Driving on Snow or Ice

Drive carefully when there is snow or ice between the tires and the road, creating less traction or grip. Wet ice can occur at about 32°F (0°C) when freezing rain begins to fall, resulting in even less traction. Avoid driving on wet ice or in freezing rain until roads can be treated with salt or sand.

Drive with caution, whatever the condition. Accelerate gently so traction is not lost. Accelerating too quickly causes the wheels to spin and makes the surface under the tires slick, so there is even less traction.

Try not to break the fragile traction. If you accelerate too fast, the drive wheels will spin and polish the surface under the tires even more.

The Traction Control System (TCS) improves the ability to accelerate on slippery roads, but slow down and adjust your driving to the road conditions.
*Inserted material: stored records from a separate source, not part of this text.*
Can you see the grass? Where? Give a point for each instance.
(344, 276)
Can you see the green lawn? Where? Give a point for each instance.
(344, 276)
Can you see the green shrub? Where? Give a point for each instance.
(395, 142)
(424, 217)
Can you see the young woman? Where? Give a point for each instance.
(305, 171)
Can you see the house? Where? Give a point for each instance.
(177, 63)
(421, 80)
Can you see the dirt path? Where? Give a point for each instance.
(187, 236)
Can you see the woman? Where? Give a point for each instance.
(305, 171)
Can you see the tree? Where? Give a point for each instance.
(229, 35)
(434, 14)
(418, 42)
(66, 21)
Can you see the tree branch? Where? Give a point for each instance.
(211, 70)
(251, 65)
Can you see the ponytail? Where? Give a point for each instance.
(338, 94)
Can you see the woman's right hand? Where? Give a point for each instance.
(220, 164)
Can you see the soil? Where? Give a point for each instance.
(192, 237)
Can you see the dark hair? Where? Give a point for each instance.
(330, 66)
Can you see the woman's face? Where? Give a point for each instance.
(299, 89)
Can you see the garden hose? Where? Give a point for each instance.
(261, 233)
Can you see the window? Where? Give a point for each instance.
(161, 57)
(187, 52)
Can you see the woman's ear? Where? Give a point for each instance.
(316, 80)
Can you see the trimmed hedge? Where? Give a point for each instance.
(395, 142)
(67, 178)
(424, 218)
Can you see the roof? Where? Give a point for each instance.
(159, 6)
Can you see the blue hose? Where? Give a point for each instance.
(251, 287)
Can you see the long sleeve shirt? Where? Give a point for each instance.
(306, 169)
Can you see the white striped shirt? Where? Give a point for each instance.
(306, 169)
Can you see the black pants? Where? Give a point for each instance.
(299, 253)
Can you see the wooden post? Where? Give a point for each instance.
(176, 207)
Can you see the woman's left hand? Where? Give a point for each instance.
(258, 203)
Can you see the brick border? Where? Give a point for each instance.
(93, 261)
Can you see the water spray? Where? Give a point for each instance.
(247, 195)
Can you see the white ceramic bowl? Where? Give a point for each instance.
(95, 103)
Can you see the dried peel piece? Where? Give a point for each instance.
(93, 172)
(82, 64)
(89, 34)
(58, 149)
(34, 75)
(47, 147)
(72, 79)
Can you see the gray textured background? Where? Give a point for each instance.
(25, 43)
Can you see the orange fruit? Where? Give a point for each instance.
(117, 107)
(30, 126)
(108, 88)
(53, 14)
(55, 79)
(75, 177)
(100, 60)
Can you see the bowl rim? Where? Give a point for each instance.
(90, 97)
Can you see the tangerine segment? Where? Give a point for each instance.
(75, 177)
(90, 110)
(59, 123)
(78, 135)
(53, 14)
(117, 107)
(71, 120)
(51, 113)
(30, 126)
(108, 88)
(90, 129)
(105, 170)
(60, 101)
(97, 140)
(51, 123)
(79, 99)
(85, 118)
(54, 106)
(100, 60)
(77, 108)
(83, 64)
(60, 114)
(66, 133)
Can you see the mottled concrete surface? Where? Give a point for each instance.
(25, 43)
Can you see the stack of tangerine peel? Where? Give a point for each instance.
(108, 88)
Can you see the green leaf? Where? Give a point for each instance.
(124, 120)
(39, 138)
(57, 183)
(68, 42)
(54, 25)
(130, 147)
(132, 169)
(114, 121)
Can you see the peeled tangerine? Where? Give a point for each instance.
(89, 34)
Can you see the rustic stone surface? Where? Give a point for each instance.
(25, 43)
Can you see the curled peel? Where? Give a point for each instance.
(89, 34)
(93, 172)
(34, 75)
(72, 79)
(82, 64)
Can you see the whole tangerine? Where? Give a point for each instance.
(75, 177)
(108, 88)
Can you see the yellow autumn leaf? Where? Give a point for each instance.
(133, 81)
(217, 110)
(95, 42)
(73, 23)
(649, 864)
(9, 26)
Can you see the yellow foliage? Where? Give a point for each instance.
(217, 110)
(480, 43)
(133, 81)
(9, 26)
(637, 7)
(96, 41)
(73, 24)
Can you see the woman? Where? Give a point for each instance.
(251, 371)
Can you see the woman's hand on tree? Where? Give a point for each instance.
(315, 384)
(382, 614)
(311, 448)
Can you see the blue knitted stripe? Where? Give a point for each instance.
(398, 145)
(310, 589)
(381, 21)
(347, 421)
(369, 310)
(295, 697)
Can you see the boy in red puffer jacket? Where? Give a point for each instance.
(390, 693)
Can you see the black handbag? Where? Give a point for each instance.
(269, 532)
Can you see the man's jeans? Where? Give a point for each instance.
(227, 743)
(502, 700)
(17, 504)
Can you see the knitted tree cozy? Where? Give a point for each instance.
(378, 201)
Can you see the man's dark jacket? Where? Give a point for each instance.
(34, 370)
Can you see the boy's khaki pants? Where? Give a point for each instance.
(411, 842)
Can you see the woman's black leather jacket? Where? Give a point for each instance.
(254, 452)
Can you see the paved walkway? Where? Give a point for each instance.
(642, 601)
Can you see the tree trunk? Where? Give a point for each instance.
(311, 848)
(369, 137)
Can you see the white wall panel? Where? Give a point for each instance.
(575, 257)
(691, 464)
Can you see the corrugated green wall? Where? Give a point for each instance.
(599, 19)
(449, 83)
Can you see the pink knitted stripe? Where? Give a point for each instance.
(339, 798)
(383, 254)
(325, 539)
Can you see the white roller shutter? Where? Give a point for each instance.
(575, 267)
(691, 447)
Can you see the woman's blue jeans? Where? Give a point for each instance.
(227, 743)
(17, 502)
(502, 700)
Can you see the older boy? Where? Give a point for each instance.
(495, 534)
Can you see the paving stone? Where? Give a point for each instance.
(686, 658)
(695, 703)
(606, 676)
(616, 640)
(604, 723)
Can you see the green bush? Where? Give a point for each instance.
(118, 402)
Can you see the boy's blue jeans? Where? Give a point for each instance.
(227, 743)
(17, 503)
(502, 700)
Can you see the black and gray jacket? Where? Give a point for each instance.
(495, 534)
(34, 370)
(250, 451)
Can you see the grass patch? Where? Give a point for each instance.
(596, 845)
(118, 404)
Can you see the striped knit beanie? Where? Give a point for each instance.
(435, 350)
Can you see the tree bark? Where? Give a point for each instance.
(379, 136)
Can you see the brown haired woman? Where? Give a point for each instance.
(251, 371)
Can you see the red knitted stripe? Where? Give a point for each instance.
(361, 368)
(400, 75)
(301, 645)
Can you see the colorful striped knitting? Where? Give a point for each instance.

When driving through deep snow, turn off the traction control system to help maintain vehicle motion at lower speeds.

The Antilock Brake System (ABS) improves vehicle stability during hard stops on a slippery roads, but apply the brakes sooner than when on dry pavement.

Allow greater following distance on any slippery road and watch for slippery spots. Icy patches can occur on otherwise clear roads in shaded areas. The surface of a curve or an overpass can remain icy when the surrounding roads are clear. Avoid sudden steering maneuvers and braking while on ice.

Turn off cruise control, if equipped, on slippery surfaces.